Ein neuer Anstrich für Jesus

Zwei Maler-Gesellen haben die Krippe aus der Kirche St. Margareta im Museum Burg Linn restauriert. Die historischen Figuren waren viele Jahre lang verschollen.

Krefeld. Ein ziemlich demolierter Hirte wartet darauf, dass ihm der Kopf wieder zurecht gesetzt wird. Die Arme dagegen werden ihm wohl weiterhin fehlen. Christian Snellen und Julia Bräuer sind zwar mit einer ganzen Palette an Farben, Pinseln, Tüchern und auch ein paar Gips-Portionen angereist. Doch sie wollen die alten, lange verschollenen Krippen-Figuren aus der Linner Pfarrkirche St. Margareta eben "nur" restaurieren - ihnen aber keine ganz neuen Teile ankleben.

Im Foyer des Museums Burg Linn haben die beiden Krefelder Malergesellen ihre mobile Werkstatt aufgebaut.
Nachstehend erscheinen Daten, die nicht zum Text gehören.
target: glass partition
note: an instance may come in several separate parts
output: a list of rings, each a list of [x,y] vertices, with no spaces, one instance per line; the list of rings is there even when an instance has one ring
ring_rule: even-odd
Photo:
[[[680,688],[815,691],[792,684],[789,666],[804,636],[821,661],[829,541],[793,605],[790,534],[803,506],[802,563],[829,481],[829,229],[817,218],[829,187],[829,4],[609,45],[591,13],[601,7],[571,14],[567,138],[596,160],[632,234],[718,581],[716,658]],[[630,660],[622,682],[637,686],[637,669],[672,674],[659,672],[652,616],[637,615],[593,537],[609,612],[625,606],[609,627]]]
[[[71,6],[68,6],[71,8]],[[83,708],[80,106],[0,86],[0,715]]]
Schon im vergangenen Jahr haben sie dort vor den Augen der interessierten Besucher ramponierte Schafe, Hirten, den Joseph, drei Könige, fünf Schafe und den Ochsen wieder originalgetreu auf Vordermann gebracht. Gefehlt hatten jedoch das Jesuskind und die Maria.

Dank einer Linnerin, die sich auf einen früheren WZ-Bericht gemeldet hatte, können die beiden Handwerker in diesem Jahr auch der Kopie eines kleinen Jesus einen ordentlichen Anstrich verpassen. Die Leserin hatte eine gipserne Krippenfigur als Vorlage für einen passenden Abdruck zur Verfügung gestellt.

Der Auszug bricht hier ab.